04.1 / one-portal

shipped · 18 months

One Portal Sign-In

Five fragmented sign-in experiences collapsed into a single role-adaptive authentication system serving B2B and B2C users across an enterprise insurance platform.

Role
UX/Product Designer · Delaware Life · 2024
Stack
User research (47 interviews)Fullstory user testingInformation architectureAdaptive UX2FA / SSO designFigma

◆ problem

Five disconnected sign-in experiences caused widespread portal-selection confusion. Clients logged in to the wrong portal often enough to eat a meaningful chunk of support time, and new users abandoned registration entirely.

◆ solution

Single smart authentication with 2FA, role-adaptive dashboard that personalizes after sign-in, and integrated contextual support.

impact

Authentication success rose substantially. Session duration grew and support volume dropped. Legacy policy access remained simple for existing users.

§01 · problem

Five sign-ins, five user types, one identity crisis.

Pain points and user friction analysis
Pain points across the five legacy portals

The organization operated five disconnected sign-in experiences across B2B and B2C touchpoints. Every user role had a different portal, a different credential set, a different layout. Users were drowning before they ever reached the product.

  • cognitive overload · multiple credentials per role, inconsistent interfaces, no single mental model.
  • operational drag · a meaningful share of clients logged into the wrong portal every month, eating a substantial chunk of support capacity.
  • abandonment · new users abandoned registration entirely on the portal-selection step.

§02 · users

Five user types, one product.

Five distinct user types had to coexist on the same authentication surface: individual policy holders, business/B2B clients, customer service representatives, agents, and back-office administrators. Each carried a different permission set and a different need from the first three seconds of the session.

§03 · process

22-week build, 47 user interviews.

Design process and methodology steps
22-week design lifecycle

I led the complete design lifecycle: research, information architecture, visual design system, user testing, and engineering handoff.

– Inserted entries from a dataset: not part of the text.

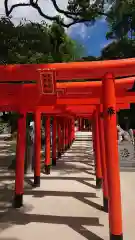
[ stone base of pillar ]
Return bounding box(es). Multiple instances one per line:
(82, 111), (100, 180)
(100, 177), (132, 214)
(52, 158), (56, 166)
(33, 175), (40, 187)
(110, 234), (123, 240)
(45, 165), (51, 175)
(96, 177), (102, 189)
(13, 194), (23, 208)
(103, 197), (108, 213)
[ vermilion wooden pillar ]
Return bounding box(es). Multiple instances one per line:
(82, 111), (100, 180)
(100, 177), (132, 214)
(65, 119), (68, 150)
(45, 116), (51, 175)
(102, 73), (123, 240)
(67, 119), (70, 149)
(98, 105), (108, 212)
(61, 117), (65, 153)
(57, 118), (62, 158)
(13, 112), (26, 208)
(34, 110), (41, 187)
(63, 118), (66, 152)
(71, 118), (75, 142)
(52, 117), (57, 166)
(94, 110), (102, 189)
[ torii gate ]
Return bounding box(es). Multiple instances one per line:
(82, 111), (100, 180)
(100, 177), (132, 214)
(0, 59), (135, 240)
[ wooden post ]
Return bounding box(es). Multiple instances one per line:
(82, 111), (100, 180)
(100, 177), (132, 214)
(13, 112), (26, 208)
(52, 117), (57, 166)
(102, 73), (123, 240)
(93, 110), (102, 189)
(98, 105), (108, 212)
(34, 110), (41, 187)
(45, 116), (51, 175)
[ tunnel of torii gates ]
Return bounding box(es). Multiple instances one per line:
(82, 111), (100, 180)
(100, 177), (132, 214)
(0, 59), (135, 240)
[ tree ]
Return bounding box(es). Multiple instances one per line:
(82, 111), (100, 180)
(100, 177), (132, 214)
(4, 0), (114, 27)
(0, 18), (83, 64)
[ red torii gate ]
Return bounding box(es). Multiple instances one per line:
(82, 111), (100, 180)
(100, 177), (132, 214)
(0, 59), (135, 240)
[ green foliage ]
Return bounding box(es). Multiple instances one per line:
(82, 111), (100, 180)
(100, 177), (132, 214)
(101, 38), (135, 60)
(0, 18), (82, 64)
(4, 0), (113, 27)
(107, 0), (135, 39)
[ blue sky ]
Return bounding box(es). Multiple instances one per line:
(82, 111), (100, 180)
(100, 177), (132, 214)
(0, 0), (110, 56)
(68, 19), (111, 56)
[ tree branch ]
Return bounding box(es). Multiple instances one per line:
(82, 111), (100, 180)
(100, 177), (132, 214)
(4, 0), (110, 28)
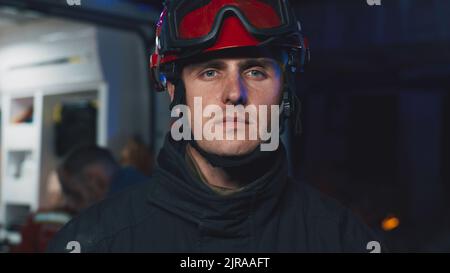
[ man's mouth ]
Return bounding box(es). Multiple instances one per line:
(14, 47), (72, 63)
(222, 117), (250, 124)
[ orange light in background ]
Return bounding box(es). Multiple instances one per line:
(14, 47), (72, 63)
(381, 215), (400, 231)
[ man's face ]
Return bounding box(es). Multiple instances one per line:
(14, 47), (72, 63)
(182, 50), (282, 156)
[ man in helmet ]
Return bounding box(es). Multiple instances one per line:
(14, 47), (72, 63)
(49, 0), (384, 252)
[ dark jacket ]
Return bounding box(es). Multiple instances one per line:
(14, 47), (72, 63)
(48, 139), (382, 253)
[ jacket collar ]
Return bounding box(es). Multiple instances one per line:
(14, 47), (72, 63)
(148, 136), (287, 236)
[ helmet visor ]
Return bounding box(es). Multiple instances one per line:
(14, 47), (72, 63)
(169, 0), (296, 46)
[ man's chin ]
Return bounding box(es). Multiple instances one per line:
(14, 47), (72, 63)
(198, 140), (260, 156)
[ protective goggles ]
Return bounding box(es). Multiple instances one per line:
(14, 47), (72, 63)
(161, 0), (299, 51)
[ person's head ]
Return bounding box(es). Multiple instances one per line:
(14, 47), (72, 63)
(151, 0), (308, 160)
(57, 145), (119, 212)
(120, 137), (153, 175)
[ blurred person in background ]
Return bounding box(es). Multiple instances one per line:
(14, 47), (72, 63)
(109, 137), (153, 196)
(12, 146), (119, 253)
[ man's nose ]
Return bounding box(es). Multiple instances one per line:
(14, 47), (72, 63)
(223, 73), (248, 105)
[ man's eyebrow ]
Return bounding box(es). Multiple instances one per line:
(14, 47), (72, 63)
(185, 58), (277, 70)
(239, 58), (277, 69)
(189, 60), (227, 70)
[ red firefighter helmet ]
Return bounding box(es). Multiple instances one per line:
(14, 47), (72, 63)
(150, 0), (309, 91)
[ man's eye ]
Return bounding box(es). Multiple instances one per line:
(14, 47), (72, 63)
(247, 70), (266, 79)
(202, 70), (217, 78)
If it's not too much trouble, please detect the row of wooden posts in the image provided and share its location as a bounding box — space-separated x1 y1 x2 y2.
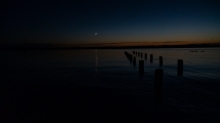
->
124 51 183 103
125 51 183 75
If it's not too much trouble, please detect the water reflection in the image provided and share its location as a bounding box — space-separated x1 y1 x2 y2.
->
95 49 99 73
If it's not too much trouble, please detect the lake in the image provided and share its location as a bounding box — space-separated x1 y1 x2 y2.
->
0 48 220 122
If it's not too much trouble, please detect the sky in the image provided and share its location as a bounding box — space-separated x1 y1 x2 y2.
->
0 0 220 45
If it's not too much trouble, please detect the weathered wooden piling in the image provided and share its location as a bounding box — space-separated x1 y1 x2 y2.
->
139 60 144 74
133 57 136 66
177 59 183 75
154 69 163 103
159 56 163 66
150 54 153 63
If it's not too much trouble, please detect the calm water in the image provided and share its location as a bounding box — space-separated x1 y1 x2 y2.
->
0 48 220 122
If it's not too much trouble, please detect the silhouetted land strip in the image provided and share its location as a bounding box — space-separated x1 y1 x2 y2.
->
0 43 220 50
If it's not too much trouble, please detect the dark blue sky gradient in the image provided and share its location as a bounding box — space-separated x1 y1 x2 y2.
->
1 0 220 44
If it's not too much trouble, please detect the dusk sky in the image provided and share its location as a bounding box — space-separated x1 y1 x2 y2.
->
0 0 220 45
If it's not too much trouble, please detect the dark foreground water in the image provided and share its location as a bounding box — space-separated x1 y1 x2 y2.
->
0 48 220 123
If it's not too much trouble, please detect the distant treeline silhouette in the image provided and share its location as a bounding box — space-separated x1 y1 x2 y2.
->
0 43 220 50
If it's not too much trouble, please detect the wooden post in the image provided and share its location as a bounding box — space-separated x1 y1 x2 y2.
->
144 53 147 59
133 57 136 66
159 56 163 66
154 69 163 103
177 59 183 75
139 60 144 74
150 54 153 63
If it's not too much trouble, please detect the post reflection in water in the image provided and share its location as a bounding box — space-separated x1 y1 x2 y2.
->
95 49 99 73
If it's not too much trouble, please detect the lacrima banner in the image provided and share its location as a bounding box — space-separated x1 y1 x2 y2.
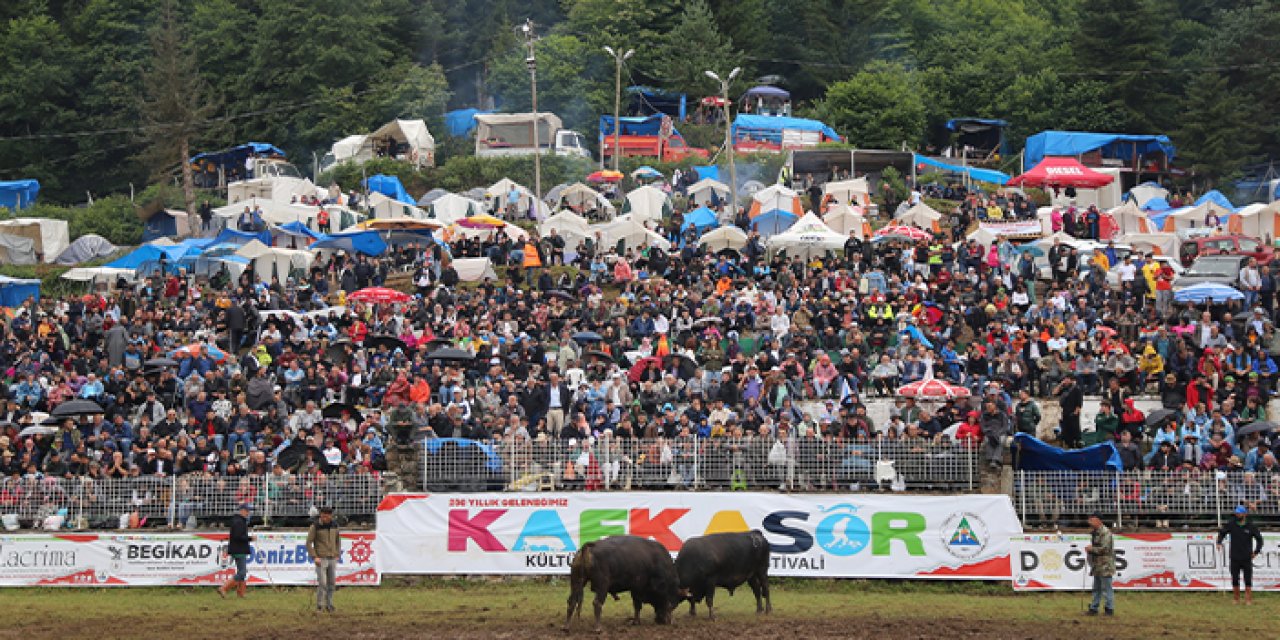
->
0 531 379 586
376 493 1021 580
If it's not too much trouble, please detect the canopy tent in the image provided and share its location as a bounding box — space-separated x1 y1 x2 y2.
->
822 205 872 239
1025 131 1175 165
622 186 671 221
426 193 485 224
556 182 614 218
680 206 719 236
896 200 942 233
54 233 116 266
911 154 1009 184
451 257 498 282
0 275 40 307
591 215 671 251
732 113 841 145
1009 156 1115 189
310 232 387 256
0 233 36 265
1226 200 1280 240
698 227 746 251
0 218 72 262
362 173 413 205
0 179 40 211
767 211 849 260
822 178 872 206
686 178 730 206
1125 182 1169 207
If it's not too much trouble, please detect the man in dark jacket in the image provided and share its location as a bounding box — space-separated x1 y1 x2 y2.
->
1217 504 1262 604
218 503 253 598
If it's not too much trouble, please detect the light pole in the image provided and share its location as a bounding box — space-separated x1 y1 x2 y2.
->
600 45 636 172
705 67 742 223
520 18 540 199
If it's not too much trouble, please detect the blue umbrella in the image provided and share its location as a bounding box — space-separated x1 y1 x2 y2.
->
1174 282 1244 303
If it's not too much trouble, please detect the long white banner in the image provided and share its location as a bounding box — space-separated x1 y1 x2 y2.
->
1011 534 1280 590
376 493 1021 580
0 531 380 586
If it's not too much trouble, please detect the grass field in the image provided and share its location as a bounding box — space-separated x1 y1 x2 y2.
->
0 580 1280 640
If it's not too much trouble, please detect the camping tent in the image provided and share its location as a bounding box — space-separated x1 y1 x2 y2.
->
54 233 115 266
622 187 671 221
0 275 40 307
687 178 728 206
0 180 40 211
897 200 942 233
822 178 872 206
452 257 498 282
822 205 870 239
0 218 72 262
768 211 849 259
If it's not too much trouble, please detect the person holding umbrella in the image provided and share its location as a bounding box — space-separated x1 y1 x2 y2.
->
1217 504 1262 605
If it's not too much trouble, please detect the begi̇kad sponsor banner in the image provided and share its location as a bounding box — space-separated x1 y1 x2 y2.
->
1010 534 1280 590
376 493 1021 580
0 531 379 586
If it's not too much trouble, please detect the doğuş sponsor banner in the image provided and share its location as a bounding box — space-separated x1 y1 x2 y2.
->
0 531 380 586
376 493 1021 580
1010 534 1280 590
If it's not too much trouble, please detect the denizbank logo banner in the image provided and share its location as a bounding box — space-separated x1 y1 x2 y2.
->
375 493 1021 580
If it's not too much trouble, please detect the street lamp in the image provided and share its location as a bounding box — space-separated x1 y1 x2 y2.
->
520 18 543 199
600 45 636 172
705 67 742 223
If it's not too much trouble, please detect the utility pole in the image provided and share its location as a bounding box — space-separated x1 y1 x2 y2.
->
600 45 636 172
704 67 742 223
520 18 540 199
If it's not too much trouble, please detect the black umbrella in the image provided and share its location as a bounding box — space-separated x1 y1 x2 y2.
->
1235 420 1276 440
320 402 364 419
365 335 408 351
426 347 476 361
1147 408 1178 426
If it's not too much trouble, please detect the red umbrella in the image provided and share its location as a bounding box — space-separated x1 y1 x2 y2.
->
1009 156 1115 189
347 287 413 305
897 378 969 399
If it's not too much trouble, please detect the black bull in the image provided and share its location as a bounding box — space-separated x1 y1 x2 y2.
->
564 535 681 631
676 531 773 620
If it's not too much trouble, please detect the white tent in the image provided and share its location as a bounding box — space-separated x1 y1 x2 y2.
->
236 239 315 283
767 211 849 259
698 225 746 251
426 193 485 224
453 257 498 282
822 204 867 239
687 178 730 206
622 186 671 221
822 178 872 206
897 201 942 230
591 215 671 251
0 218 72 262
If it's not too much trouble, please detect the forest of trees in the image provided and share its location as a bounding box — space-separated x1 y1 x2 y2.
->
0 0 1280 202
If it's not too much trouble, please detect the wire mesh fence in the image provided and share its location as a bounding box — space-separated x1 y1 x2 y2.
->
1014 468 1280 530
0 474 381 529
422 436 979 492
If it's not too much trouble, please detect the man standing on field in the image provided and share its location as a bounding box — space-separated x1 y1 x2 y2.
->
307 507 342 612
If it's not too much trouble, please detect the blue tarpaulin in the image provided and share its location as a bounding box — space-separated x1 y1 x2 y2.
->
444 109 493 138
310 232 387 256
1025 131 1175 166
733 114 841 145
0 180 40 210
913 155 1009 184
1014 434 1124 471
0 275 40 307
365 174 415 205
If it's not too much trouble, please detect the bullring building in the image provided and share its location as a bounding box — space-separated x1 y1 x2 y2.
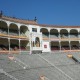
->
0 13 80 53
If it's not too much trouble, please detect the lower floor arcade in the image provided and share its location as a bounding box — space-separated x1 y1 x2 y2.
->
50 41 80 51
0 38 80 52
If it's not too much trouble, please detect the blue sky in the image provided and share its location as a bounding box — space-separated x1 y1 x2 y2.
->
0 0 80 26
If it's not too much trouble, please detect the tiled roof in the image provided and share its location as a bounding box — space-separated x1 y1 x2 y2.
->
0 15 80 28
1 16 37 24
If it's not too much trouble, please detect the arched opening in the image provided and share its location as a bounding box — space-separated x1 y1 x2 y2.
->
50 41 60 51
33 41 35 47
9 23 19 36
70 29 78 38
0 38 9 51
20 40 30 51
50 29 59 38
35 37 40 47
10 39 19 51
60 29 68 38
70 41 79 50
20 25 29 37
61 41 70 50
40 28 49 38
0 21 8 35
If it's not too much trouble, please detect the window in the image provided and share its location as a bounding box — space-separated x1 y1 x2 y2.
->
32 28 37 32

  • research (6 weeks) · 47 user interviews across all five roles; ecosystem mapping; 2FA integration specs.
  • information architecture (4 weeks) · journey mapping and flow optimization to find intuitive entry and exit points.
  • visual design (5 weeks) · cohesive design system and high-fidelity prototypes for each role context.
  • user testing (4 weeks) · moderated Fullstory sessions across all five roles with iterative refinement.
  • implementation (3 weeks) · spec docs, design reviews, QA testing during engineering translation.

§04 · solution

Smart authentication, role-adaptive dashboard.

Unified sign-in interface
One sign-in surface, all five user types
Role-adaptive dashboard after sign-in
Role-adaptive dashboard after authentication
  • single smart sign-in · one credentialed entry point with 2FA capability.
  • role-adaptive dashboard · content and permissions personalize after auth rather than gating before it.
  • contextual support · in-portal help surfaced based on the current task.
  • unified business view · policy portfolio visibility with state-level filtering for multi-state operators.

§05 · outcomes

Lift across every metric.

Producer portal post-launch interface
The shipped Producer surface
  • Authentication success rose substantially after the unification.
  • Session duration grew as users stopped bouncing between wrong portals.
  • Support call volume dropped meaningfully thanks to the contextual help layer and reduced misrouting.
  • Feature usage across roles grew as the role-adaptive dashboard surfaced capabilities users didn't previously know they had.
  • Legacy policy access remained simple for existing users through the migration.